Customers may call Allison “Honey” or “Sweetie.” Many even bring her sausage biscuits, candy bars, any little token to make her day brighter.
“One customer said he’d just gone fishing and thrown his crappie back in the water. I said, ‘Don’t do that!’ and he began giving them to me. After that, he would sometimes leave a bucket of crappie on my driveway.”
Another customer gave her a 50-cent piece and told her as long as she kept it, she’d never be broke.
“I’ve still got it,” she says, “and it’s worked so far.”
“I really like the ones who tell me to have a blessed day. That really makes my day. It’s all I need.”
She recalls a couple of times when customers wanted their trash back.
“I felt so sorry for this little lady; she was crying. She had put her $3,000 diamond ring in the garbage and wanted to look through the landfill. I had to tell her, ‘I’m sorry, you’ll never find it.’”
“Another time a guy lost his passport and had to have it to get home to India that night. That’s a bad day, but it’s totally out of my hands. He kept saying, ‘Can I go through all the garbage, please?’ but safety-wise, we couldn’t let him.”
Of course, some customers are rude.
“Your day is never boring,” Allison says. “I just laugh and go on.”
She remembers one angry customer in particular.
“First day we moved out here (to the new building) and he didn’t think he had to pay. I explained, yes, he had to pay. So he took this $5 bill and threw it at me. I just picked it up, straightened it out and thanked him.”
“Another man didn’t want to pay so he went back, got his trash back, and took it back home.”
Allison remembers all this with a serene smile, as if nothing could shake her. With similar strength, she remembers growing up in two families as being a blessing, not a tough childhood.
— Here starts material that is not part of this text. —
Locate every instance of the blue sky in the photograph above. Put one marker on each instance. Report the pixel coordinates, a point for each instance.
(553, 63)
“When my mother passed, I was 12 or 13. Her best friend adopted me. Both families were just chipper and happy. All my brothers and sisters loved to pick and play. The new family always kept something going. We were just a happy family.”
Her siblings were farmed out among family and friends when their mother died, but Allison has no regrets.
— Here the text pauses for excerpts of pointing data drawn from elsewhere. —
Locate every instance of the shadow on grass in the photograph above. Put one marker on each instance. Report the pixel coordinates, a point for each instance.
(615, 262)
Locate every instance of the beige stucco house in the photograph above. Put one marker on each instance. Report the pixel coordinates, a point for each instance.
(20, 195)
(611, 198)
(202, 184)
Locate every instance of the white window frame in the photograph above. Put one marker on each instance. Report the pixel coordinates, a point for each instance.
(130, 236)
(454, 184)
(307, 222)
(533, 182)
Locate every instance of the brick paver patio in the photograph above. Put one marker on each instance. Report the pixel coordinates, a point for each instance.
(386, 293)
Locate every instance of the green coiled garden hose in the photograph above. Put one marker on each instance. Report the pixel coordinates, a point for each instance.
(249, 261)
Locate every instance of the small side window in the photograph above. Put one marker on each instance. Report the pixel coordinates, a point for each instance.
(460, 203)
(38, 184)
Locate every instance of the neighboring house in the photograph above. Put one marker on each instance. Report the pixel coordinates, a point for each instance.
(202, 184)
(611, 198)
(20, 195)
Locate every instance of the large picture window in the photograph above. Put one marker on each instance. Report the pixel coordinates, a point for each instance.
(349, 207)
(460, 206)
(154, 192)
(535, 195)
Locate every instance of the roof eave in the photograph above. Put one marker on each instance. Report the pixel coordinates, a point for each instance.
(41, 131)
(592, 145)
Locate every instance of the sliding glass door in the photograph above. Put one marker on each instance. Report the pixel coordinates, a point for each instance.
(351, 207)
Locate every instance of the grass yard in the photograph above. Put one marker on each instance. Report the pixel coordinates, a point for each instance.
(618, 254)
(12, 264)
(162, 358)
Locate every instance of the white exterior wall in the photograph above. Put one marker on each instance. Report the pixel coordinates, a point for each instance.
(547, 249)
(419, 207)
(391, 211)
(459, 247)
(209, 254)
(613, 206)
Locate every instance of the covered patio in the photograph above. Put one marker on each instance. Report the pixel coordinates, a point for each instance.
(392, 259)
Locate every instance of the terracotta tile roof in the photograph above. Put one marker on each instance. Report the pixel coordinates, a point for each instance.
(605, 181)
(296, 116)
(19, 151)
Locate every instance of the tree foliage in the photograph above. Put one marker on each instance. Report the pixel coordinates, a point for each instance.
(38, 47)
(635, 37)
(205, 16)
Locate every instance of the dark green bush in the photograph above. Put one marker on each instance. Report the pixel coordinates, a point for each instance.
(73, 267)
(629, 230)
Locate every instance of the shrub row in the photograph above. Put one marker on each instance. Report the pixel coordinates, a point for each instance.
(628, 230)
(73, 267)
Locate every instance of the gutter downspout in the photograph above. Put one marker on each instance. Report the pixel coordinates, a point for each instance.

“We’re close today. Everyone gets together at Christmas time, at my house. We are all good cooks. My whole family cooks. My brother was a chef at Boston Medical Hospital until he came back home. You just name it, I can cook it; they love it. … My grandchildren walk in and ask, ‘Mawmaw, what you cooking today?’
“One Christmas we had a cook-off. I bought trophies. Some made chicken wings, two made fried chicken, some made Boston butt, some made corn on the grill. It was hilarious. We need to do that again.
“Growing up how we were raised, we were not rich or had anything. Our parents tell my kids and grandkids, ‘We ate what our mother cooked.’ That’s how we were brought up. They brought us up to be happy for what we got. We were satisfied with what we got.”
Allison has been married to David Allison for 48 years.
“Oh, Lord, he’s a trip,” she laughs. “That’s why I fell in love with him. He was a caring person, very caring. Very helpful — he loves to help people. He’s right there. He’s smart. Came from a well-known family, brought up well, churched well.”
Allison clearly loves her co-workers and remembers the day they jacked up the building to move it — with her still inside. She ran to the door and screamed, “Stop!” They laughed, set down the building and let her out.
“The guys here are a trip. They’ll keep you laughing all day. They respect me, and I respect them. I’m the only woman, and they treat me just like one of the guys. But they respect me as a female.”
Allison plans to retire in January. She says she’s not emotional yet.
Boyd says he is.
“She’s going to be tough to replace,” he says. “She’s pretty steady all the time. She’s the same all day, always smiling, always got a good attitude. She’s always upbeat. I’m going to miss her.”